First off, don't worry, US Postal Service, I'm done knocking you down... for now. Although you silly blunderers managed to mangle my home address, even though I relaied it propperly to "The Shipper", who was able to produce it for me in it's full and correct form.
So customs, nonsensical pricks that they are, held my package for an arbitrary number of days. Then the local Post Service did their number. I really shouldn't knock on them too hard, not only because I find them kind of brittle but also because, within the confines of idiocy, they did rather alright... in a way... a very narrow, twisted way, mind you.
So the address the USPS dispatched my package to could have been any of two flats out of the four on my floor, sixteen on my building and more than I care to count on the whole. All in all, could have been a lot worse, even more so considering one of the two flats they narrowed it down to, by mangling my address, actually is the right one. Enter the mailman (or should I say the mailperson, in case it happens to be a lady doing this route? Oh, like anyone on this blog - including you - bloody cares about politically correctness).
So the mailperson was left with the decision of picking one of two adjacent mailboxes to put the delivery attempt notice (not actually attempt to deliver. That would have been much too troublesome) in. Considering their job consists of merely reading addresses and putting letters and postcards on the apropriate box, a decision must have been quite the thrill. I imagine this meek employe(e) of the almighty entity we refer so merely as The State would have had the need to take a deep breath and lie in the shade for a while before continuing on to the next block.

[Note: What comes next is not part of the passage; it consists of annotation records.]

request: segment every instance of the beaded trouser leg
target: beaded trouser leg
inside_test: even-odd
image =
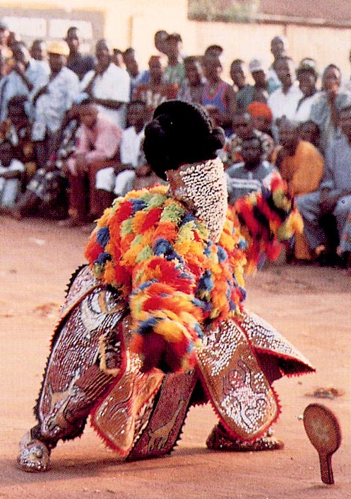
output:
[[[76,320],[81,311],[76,307],[71,313],[54,339],[35,408],[38,424],[26,433],[20,444],[18,463],[27,471],[46,471],[51,449],[58,441],[82,434],[92,408],[115,379],[101,371],[98,365],[101,330],[82,334]],[[121,343],[117,332],[109,340],[108,348],[112,352],[110,367],[118,368]]]
[[[49,393],[43,391],[37,408],[39,423],[25,435],[20,444],[20,466],[26,471],[47,471],[52,449],[59,440],[71,440],[83,433],[92,407],[109,390],[113,380],[94,365],[82,377],[67,380],[68,388],[64,391],[53,394],[49,385]],[[50,398],[50,405],[42,408],[40,401],[47,398]]]
[[[263,437],[254,442],[243,442],[230,435],[220,423],[213,429],[206,440],[206,445],[211,450],[234,452],[278,450],[284,447],[284,443],[273,435],[270,428]]]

Actually I really shouldn't be so mean to the mailmen and mailwomen out there, more often than not they seem to be really kind and competent people, even though this one made quite a blunder, IMO. Regardless, I've a bit of bile to spew.

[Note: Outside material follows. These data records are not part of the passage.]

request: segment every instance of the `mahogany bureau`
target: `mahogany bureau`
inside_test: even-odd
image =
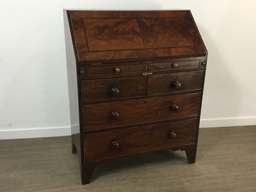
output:
[[[64,10],[72,148],[82,184],[108,160],[195,161],[207,52],[189,10]]]

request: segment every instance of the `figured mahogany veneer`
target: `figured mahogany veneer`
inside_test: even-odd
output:
[[[193,119],[84,134],[84,159],[104,160],[194,144],[196,132],[197,120]]]
[[[189,10],[64,10],[72,149],[82,184],[113,158],[195,161],[207,52]]]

Needless to say, they put the slip on the wrong box. Now why should I be angry at this? It was an honest mistake, Shark. You cold have done that, you'll say. Well, not quite. See, my neighbours, who got a misplaced delivery slip, weren't the only ones to recieve correspondance that day. I myself got some, a letter, addressed to me personally, not merely "Resident" or any such non-descript nonsense. So, faced with decision, should this mailperson have put the slip for a package addressed to an "Arabian Shark" on the same mailbox as the other letter, addressed to Arabian Shark, which is one of two likely possibilities for the right mailbox for the slip, or assume a different Arabian Shark lives next door to the Arabian Shark who recieved the first letter? "Oh, heck, Arabian Shark is such a common name... I'd swear at least three cousins of mine and two of my wife's have "Arabian" as their first names and most people in the village my father was born had "Shark" for their last name" is not a sentence you hear very often.
So, alright, my name is not Arabian V. Shark, but it's still fairly uncommon, or at least uncommon enough that you don't mistake it for the name of some shrill-voiced, over-excitable, ever-screaming girl the likes of the ones who recieved my slip on Thursday. So, as it would happen, they didn't notice they had recieved a slip by mistake until Friday, and I don't blame them (for that), and when I noticed it, still on Friday, the Post Office was closed for the weekend, meaning I still don't have my package. But at least now I'll be able to get it on Monday... today, that is.
Pax vobiscum atque vale.
ArabianShark will be required to pay tariffs amounting to less than a fourth of the item's value, even though he's once had to pay nearly three times an item's worth in tariffs alone. Now someone please try to convince me tariffs aren't just some scam "The Man" came up with to arbitrarily bleed out private citizens of their hard-earned finance and punish them for wanting more than their lame country is able to provide.